Hier soir, en commission mixte paritaire, la suppression des ZFE a été validée dans la loi.
C’est une grande victoire.
Une victoire collective.
Une victoire populaire.
Les #Gueux sont nés de cette bataille.
Ils sont nés du refus d’un dispositif liberticide, ségrégationniste, profondément anti-républicain, qui excluait des millions de Français de leur propre territoire au nom d’une écologie hors-sol.
Cette victoire, nous ne l’avons pas gagnée seuls.
Nous l’avons gagnée ensemble : avec les motards, les automobilistes, les maires, les députés de tous bords, les citoyens mobilisés partout en France.
Contre l’arrogance technocratique, le bon sens a tenu.
Et il a gagné. Qu’ils en soient tous remerciés.
C’est d’abord un immense soulagement pour des millions de familles qui ne seront plus contraintes dans leurs déplacements, humiliées, culpabilisées, assignées à une forme de résidence sociale.
C’est ensuite la preuve éclatante que la mobilisation paie : 78 % des Français souhaitaient cette abrogation. Elle est désormais actée.
Cette victoire dit quelque chose d’essentiel :
il n’y a aucune fatalité.
Quand le peuple s’unit, quand les colères se rassemblent, quand on agit concrètement, le réel peut changer.
C’est toute l’essence du mouvement des #Gueux :
cause après cause, être utile.
Gagner non pour nous, mais pour le pays.
Mais cette victoire doit aussi être lue dans un contexte plus large.
Car le pays est enlisé dans un bourbier économique, sécuritaire et institutionnel, que des décennies de politiques déconnectées ont patiemment creusé.

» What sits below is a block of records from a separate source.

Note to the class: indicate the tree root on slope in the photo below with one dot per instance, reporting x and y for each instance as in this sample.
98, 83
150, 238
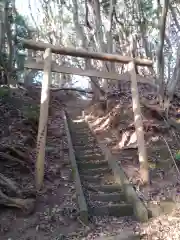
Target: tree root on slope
27, 205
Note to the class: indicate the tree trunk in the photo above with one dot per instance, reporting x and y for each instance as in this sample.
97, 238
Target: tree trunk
143, 159
160, 56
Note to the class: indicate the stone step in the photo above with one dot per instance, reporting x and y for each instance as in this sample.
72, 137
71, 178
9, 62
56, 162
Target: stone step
99, 179
93, 165
95, 171
111, 188
86, 148
116, 210
109, 197
89, 158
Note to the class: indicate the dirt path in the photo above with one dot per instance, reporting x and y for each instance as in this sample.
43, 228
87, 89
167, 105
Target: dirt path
56, 212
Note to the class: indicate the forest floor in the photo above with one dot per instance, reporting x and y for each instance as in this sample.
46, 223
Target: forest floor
56, 214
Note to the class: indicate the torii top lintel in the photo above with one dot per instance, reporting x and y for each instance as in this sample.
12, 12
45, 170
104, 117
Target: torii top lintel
40, 46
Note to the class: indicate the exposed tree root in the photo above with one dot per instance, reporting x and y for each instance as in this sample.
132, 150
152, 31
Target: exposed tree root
8, 183
5, 156
27, 205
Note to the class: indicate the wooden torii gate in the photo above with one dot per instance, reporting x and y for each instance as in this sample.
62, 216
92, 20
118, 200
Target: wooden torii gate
48, 66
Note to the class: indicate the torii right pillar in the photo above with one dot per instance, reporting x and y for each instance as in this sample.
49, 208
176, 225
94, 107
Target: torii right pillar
143, 159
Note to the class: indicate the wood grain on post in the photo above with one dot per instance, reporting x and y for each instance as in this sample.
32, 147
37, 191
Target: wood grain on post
43, 119
143, 159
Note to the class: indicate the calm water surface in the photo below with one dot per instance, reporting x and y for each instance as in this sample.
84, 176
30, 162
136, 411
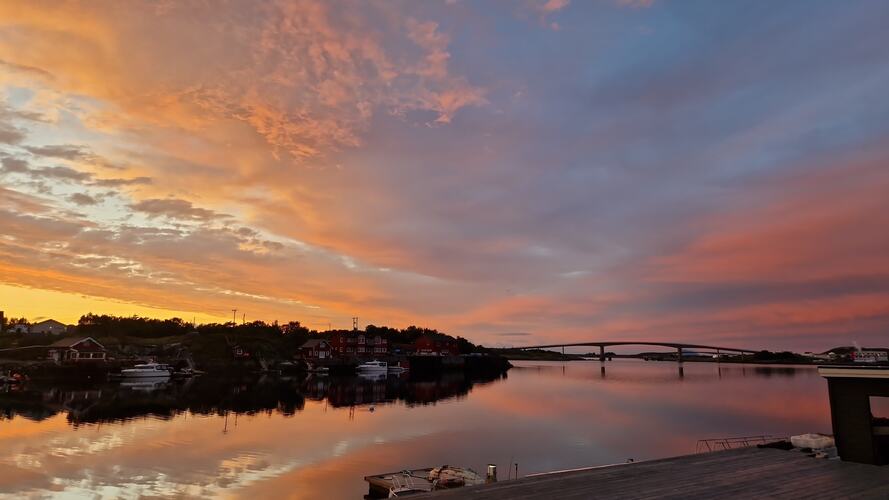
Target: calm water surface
317, 438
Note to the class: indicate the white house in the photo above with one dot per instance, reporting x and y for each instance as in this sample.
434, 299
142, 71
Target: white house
18, 328
49, 326
74, 349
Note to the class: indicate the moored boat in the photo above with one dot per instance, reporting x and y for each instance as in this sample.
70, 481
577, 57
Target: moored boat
415, 481
147, 370
372, 366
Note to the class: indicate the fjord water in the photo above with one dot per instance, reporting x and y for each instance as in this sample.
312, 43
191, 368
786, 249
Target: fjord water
318, 438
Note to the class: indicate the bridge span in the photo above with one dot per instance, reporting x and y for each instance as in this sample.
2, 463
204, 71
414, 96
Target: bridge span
674, 345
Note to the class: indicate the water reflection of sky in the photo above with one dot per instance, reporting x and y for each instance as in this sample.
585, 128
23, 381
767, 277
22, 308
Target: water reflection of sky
544, 416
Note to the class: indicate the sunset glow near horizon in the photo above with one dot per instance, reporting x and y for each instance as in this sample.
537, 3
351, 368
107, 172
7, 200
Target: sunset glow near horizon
512, 172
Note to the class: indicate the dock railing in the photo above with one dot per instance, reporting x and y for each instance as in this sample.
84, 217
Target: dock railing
715, 444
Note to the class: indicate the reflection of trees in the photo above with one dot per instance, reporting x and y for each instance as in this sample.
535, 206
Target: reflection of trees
110, 402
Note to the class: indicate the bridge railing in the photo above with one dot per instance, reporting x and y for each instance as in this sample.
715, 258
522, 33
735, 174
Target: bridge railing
716, 444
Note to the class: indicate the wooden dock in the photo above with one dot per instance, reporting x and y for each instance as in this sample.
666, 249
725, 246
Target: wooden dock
738, 473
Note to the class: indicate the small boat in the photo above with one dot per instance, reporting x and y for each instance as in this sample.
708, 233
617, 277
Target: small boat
372, 366
186, 373
147, 370
410, 482
319, 370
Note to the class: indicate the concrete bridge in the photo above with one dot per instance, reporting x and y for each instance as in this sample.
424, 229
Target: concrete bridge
674, 345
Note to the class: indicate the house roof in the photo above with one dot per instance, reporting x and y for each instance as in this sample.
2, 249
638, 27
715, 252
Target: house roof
73, 341
48, 322
314, 343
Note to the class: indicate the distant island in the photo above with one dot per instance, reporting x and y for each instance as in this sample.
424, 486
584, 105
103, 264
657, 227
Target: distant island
104, 343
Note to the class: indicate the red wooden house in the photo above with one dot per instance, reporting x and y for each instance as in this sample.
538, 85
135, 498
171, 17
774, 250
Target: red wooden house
316, 349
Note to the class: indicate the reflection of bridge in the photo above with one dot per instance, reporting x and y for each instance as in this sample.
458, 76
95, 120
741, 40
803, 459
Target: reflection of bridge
674, 345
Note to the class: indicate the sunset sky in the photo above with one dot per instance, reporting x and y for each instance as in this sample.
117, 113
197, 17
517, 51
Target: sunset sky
512, 172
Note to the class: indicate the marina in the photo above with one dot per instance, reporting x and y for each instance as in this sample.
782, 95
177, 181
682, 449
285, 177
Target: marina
740, 473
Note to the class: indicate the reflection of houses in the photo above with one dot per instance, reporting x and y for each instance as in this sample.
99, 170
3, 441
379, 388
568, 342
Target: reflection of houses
358, 344
428, 346
49, 327
74, 349
315, 349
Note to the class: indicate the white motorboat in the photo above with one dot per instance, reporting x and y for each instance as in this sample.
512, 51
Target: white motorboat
372, 367
147, 370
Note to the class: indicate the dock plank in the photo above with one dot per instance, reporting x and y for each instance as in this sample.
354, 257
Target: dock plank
739, 473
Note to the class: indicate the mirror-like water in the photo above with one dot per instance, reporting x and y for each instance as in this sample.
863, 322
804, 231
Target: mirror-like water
318, 437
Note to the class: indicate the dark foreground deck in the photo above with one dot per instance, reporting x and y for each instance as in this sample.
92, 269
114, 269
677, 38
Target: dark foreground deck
740, 473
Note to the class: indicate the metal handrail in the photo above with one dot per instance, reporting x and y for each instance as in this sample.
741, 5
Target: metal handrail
734, 442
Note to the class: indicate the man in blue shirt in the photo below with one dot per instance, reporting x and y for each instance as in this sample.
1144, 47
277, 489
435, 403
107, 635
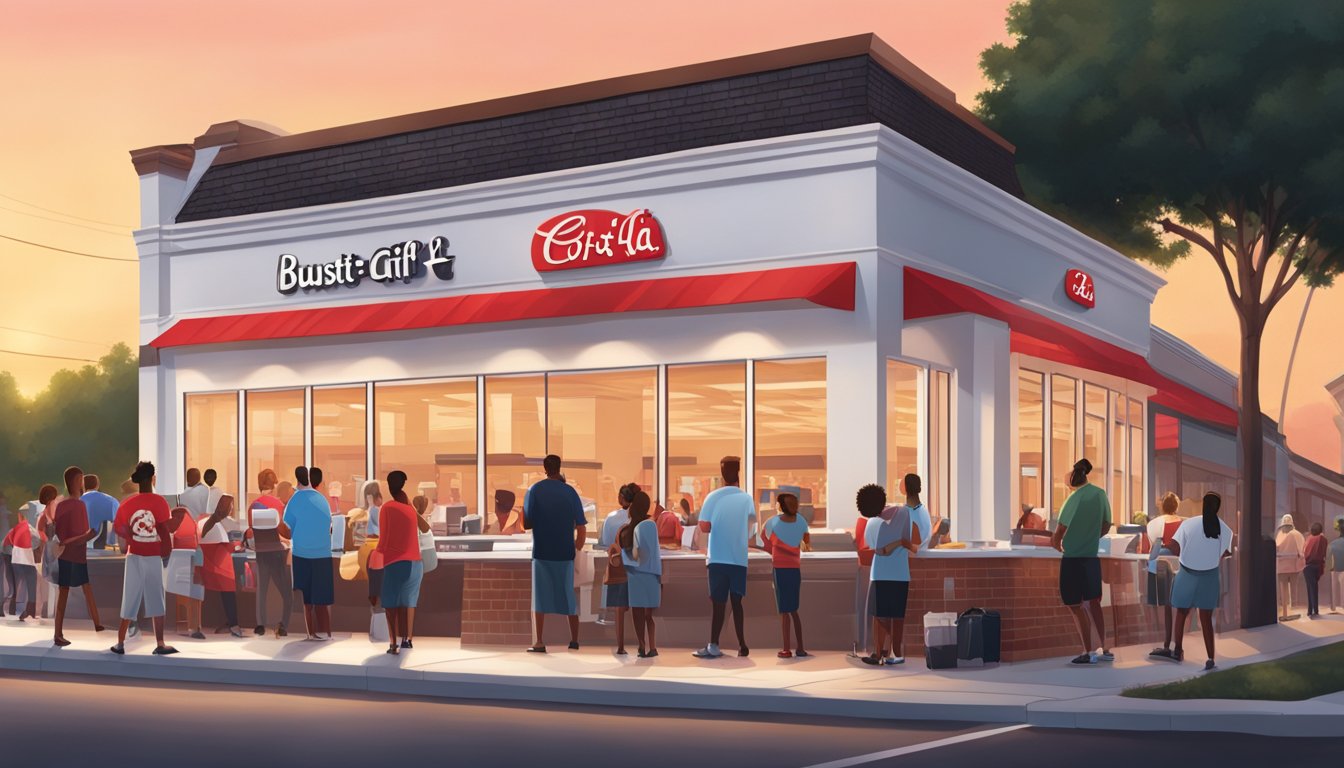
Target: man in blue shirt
102, 509
308, 517
729, 517
554, 513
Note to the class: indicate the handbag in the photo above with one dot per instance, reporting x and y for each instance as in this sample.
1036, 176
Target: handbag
378, 627
429, 553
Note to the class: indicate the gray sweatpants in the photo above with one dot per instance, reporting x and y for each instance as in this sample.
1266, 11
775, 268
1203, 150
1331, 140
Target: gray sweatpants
272, 569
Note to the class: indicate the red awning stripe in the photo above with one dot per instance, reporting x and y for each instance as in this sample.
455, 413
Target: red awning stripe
825, 285
930, 296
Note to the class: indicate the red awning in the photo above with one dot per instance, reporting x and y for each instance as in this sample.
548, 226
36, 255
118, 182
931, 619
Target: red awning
930, 296
825, 285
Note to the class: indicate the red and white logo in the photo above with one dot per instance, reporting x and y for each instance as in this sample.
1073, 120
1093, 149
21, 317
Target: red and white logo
597, 238
1081, 288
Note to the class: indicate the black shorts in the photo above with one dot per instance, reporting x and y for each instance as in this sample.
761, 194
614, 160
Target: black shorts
315, 577
71, 574
1079, 580
727, 580
890, 599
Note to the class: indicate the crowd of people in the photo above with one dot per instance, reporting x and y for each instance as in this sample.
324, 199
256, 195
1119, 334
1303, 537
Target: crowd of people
187, 552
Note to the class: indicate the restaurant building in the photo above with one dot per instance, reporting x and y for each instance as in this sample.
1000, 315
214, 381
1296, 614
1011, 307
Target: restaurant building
813, 258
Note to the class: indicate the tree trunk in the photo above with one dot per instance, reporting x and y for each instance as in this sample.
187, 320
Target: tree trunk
1257, 566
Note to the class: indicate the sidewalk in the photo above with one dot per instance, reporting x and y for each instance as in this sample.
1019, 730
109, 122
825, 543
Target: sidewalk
1047, 693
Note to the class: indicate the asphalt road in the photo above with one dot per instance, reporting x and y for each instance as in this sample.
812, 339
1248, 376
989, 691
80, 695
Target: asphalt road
54, 720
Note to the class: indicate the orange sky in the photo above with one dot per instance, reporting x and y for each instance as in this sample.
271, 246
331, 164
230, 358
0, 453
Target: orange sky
86, 82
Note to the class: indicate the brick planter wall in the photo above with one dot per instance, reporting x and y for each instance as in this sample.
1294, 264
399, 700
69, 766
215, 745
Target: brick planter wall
1026, 593
497, 603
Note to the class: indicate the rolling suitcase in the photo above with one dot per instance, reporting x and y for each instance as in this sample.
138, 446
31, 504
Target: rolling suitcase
979, 634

Et pendant ce temps, sur la scène internationale, la France apparaît affaiblie, marginalisée, impuissante, incapable de peser réellement sur les grands équilibres du monde. Les crises s’enchaînent, les rapports de force se durcissent, et notre voix porte de moins en moins.
Cette impuissance extérieure est le reflet direct de notre affaissement intérieur.
On n’en sortira pas sans rendre leur place aux citoyens.
On n’en sortira pas sans un sursaut français, profond, civique, collectif.
La victoire contre les ZFE n’est pas seulement une bonne nouvelle législative.
C’est un signal.
Un rappel puissant que le peuple n’est ni condamné à subir, ni voué à l’impuissance.
Elle doit redonner confiance.
Confiance dans notre capacité à nous mobiliser.
À nous réveiller.
À nous organiser.
À faire reculer des politiques injustes quand elles heurtent le réel et la dignité.
Mais cette confiance n’a de valeur que si elle se transforme en engagement.
Rien ne se fera par délégation magique.
Rien ne se fera sans implication personnelle, sans vigilance collective, sans continuité dans l’action.
Plus que jamais, nous devons nous mobiliser.
Rejoindre le mouvement de ceux qui ne se résignent pas.
De ceux qui partagent les colères légitimes d’un peuple qui souffre.
De ceux qui ne font pas de promesses, mais agissent concrètement pour éviter le pire.
Mais rien n’est totalement terminé.
Il reste encore deux étapes décisives :
– le vote solennel de la loi, fin janvier ;
– la promulgation par le Président de la République.
Nous serons vigilants jusqu’au bout.
Et surtout, nous continuons.
Les prochaines batailles sont déjà là :
la PPE des #Gueux, pour sécuriser et faire baisser les factures d’électricité des Français ;
le référendum, pour redonner enfin la parole au peuple, retisser le lien entre la nation et son avenir, permettre à chacun d’avoir son mot à dire.
Rien n’est foutu.
Rien ne se passe jamais comme prévu.
Vous pouvez compter sur nous pour refuser toute fatalité et préparer, avec vous, un avenir meilleur pour tous.